Friday, 16 March 2012
Imagine these ships sailing in and out of Lumut.
The people of Lumut and Pangkor will be affected in ways they never imagined before.
The entire landscape of Lumut & Pangkor is bound to change forever.
What if any of these ships suffer the same fate as Valemax Beijing which suffered massive structural damages when iron ore was being loaded into it last September.
What if a Valemax crashes into other vessels in Lumut?
What if there is an oil spill as a result?
No wonder China has banned them from docking at Chinese ports.
Something must be done to ensure the safety of the people and the environment here.
Sunday, 4 December 2011
The Perak Government has recklessly placed a huge jetty in Lumut, with construction itself costing a whopping RM 676.8 million, under foreign ownership of Brazilian mining giant Vale International SA.
A jetty is considered a strategic national asset similar to a port which has to be gazetted as a Legal Landing Point.
In the best interest of the country it should remain in the hands of the Government or a local nominee.
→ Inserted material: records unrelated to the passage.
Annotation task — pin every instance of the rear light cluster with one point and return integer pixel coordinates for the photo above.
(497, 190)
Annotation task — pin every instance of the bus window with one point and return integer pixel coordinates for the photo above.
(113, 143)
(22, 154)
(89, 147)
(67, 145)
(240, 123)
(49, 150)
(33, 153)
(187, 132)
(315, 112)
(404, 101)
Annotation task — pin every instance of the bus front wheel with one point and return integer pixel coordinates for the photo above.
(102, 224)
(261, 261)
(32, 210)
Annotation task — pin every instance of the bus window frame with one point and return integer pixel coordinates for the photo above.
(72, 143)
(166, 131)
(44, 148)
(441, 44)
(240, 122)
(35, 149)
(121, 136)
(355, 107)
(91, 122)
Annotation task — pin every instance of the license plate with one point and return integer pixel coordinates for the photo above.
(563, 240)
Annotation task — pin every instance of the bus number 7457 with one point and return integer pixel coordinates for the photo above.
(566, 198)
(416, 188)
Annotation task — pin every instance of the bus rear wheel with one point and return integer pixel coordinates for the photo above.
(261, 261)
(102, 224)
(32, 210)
The Brazilian company Vale, will bring in and ship out huge amounts of iron ore through the jetty, which will be one of the largest jetties in the country and even the world.
The jetty is part of Vale International’s US$1.37 billion (RM4.07 billion) maritime terminal in Lumut with capacity to dock its mega big Valemax vessels.
What worries us is this…
While the impact of the project in terms of the environmental consequences remains a question, the consequences of allowing a large jetty to remain in foreign hands pose a different set of questions.
And the degree of spinoff- downstream value flow to the people of Perak is unanswered.
The Perak Government under MB Zambry will be setting a very unhealthy precedence if it allows a foreign company to own a jetty in such a strategic shipping port such as Lumut.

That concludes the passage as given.